The Tragedy of the Russian Church: From Multinational to Mononational

I have always maintained that the Russian State will be the great winner in the Ukraine, but that the great loser will be the Russian Church. This is because it is not run by monks and pastors, by nuns and faithful, but, instead, by bureaucrats and politicians, by ‘effective managers’ (before the Revolution they were contemptuously called ‘good administrators’), or as they say here now, by ‘lanyard bishops’. Money, power and lust are the three temptations for such, as they always have been.

After the beak-up of the Russian Empire in 1917, Orthodox in Finland, Poland and Czechoslovakia found their Church structures subject to Constantinople interference. Eventually, at least in Poland and Czechoslovakia, Orthodox received Autocephalous Churches. After the USSR broke up into 15 independent republics in 1991, a wave of matching autocephalies on the part of the Russian Church in Moscow would have forestalled Constantinople’s similar schismatic interference in several ex-Soviet republics.

That interference came among Orthodox in Estonia (1994), the Ukraine (2018), and, since 2022, in Latvia, Lithuania, Moldova, the Diaspora, from where the Russian Patriarch and most of his bishops are banned, and to a lesser extent in Belarus and Central Asia, The Russian Church has missed the train, shooting itself in the foot by holding on to Soviet centralism. It has all been suicidal. The Russian Church has abandoned Non-Russians. It has gone from being a multinational Church to essentially a mononational Church.

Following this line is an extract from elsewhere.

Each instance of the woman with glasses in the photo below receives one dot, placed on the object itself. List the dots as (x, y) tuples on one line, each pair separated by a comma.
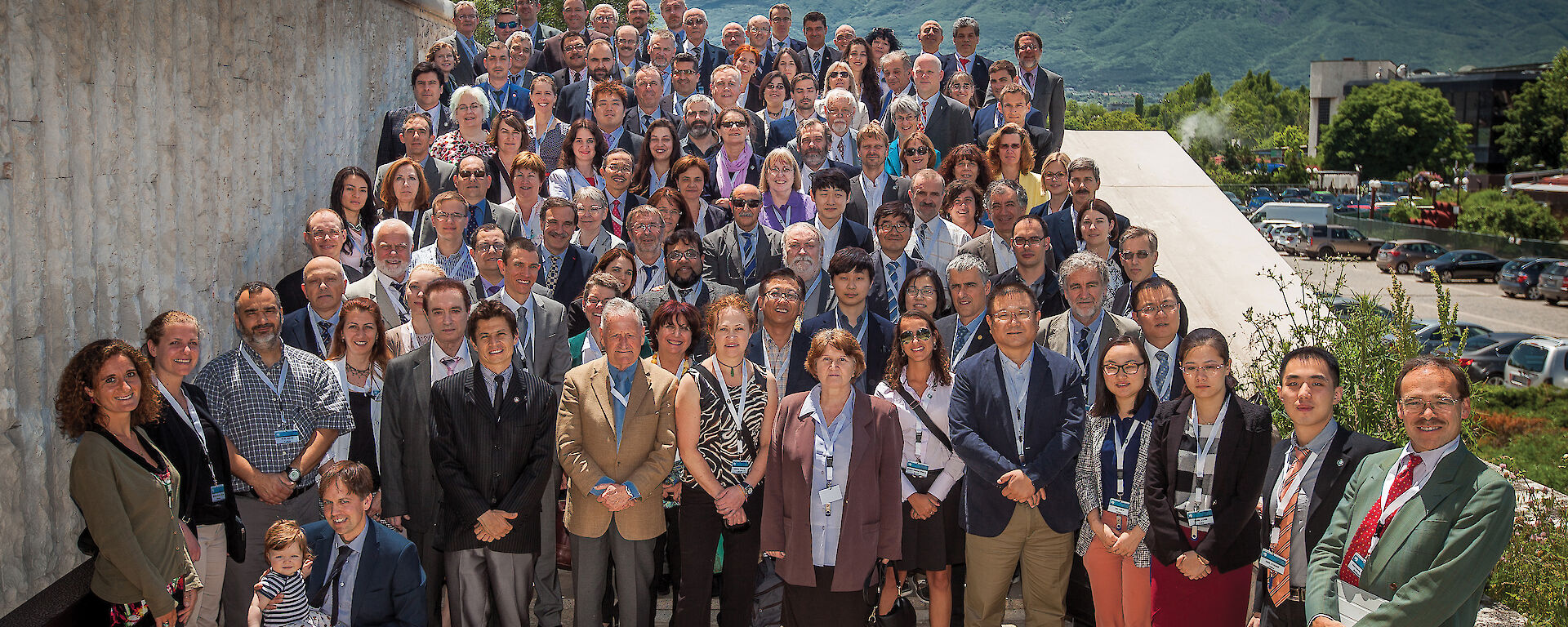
[(783, 204), (833, 509), (579, 167), (510, 138), (921, 388), (724, 417), (661, 151), (470, 109), (1208, 453), (548, 132), (1012, 157), (350, 199), (1111, 478)]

The old Russian émigré Church, in which I was brought up, was multinational because its members were never going to return, or go, to Russia. Metr Antony of Sourozh, who tonsured me reader nearly 46 years ago, would never have accepted this nationalisation, the closing-off of the Russian Church to Non-Russians, nor would have St John of Shanghai and his successors, who ordained me. Nor would any of the best representatives of the Russian emigration. If it were possible to spin in your grave, they would be doing so.

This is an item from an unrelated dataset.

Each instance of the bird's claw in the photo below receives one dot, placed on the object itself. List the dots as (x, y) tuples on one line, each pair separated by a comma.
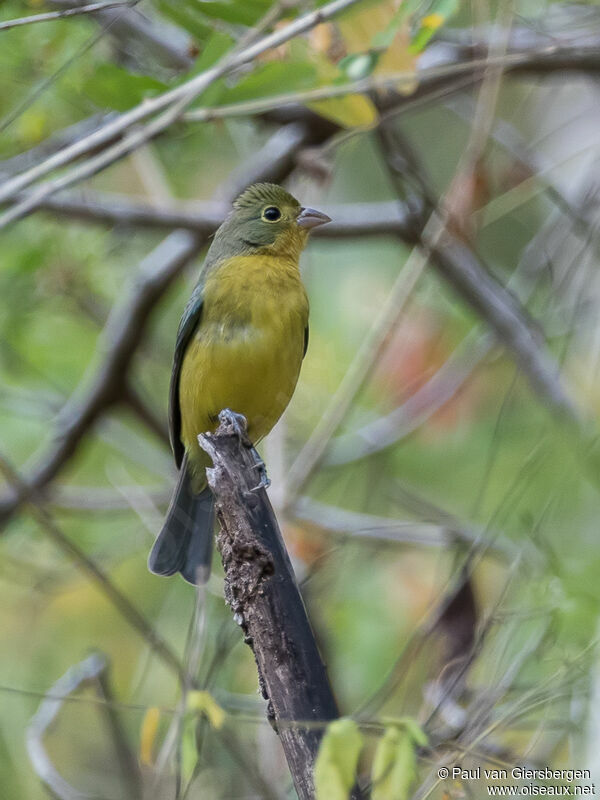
[(237, 422), (264, 480)]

Speaking to Metropolitan Vladimir of Moldova in Chisinau today, he told me that he has now lost 300 parishes in Moldova to the Romanian Orthodox Church. Nobody ever returns to him. Some believe that he will find himself completely abandoned by his flock, with his remaining hundreds of others parishes leaving very quickly for the Romanian Church. He has publicly said so. The situation has been made far worse because in the Diaspora hundreds of thousands of Moldovan Orthodox are turned away by the Russian Church and are forced to go to the Romanian Church. He is betrayed by Moscow.

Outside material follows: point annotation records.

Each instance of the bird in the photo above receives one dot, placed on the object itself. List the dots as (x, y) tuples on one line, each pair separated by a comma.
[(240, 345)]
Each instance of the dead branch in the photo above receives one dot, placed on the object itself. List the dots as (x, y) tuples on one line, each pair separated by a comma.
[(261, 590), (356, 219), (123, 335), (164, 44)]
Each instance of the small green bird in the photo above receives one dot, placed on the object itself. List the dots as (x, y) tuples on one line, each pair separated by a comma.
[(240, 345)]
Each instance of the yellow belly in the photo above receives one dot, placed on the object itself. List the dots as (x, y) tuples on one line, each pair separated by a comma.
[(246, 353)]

This is just like the Ukrainian Church, which has opened over 100 parishes in Western Europe in the last two years. As one senior Russian Metropolitan said to us in 2022, after 47 years of loyalty to the Russian Church, despite all the persecution there: ‘If you go to the Romanian Church, too bad for you’. This is the new Russian Church attitude to Non-Russians. It is not only racist, it displays incredible pride. With these words that young man renounced the whole missionary heritage of the canonical Russian Church between 1922 and 2022 and maligned the Catholicity of the Church.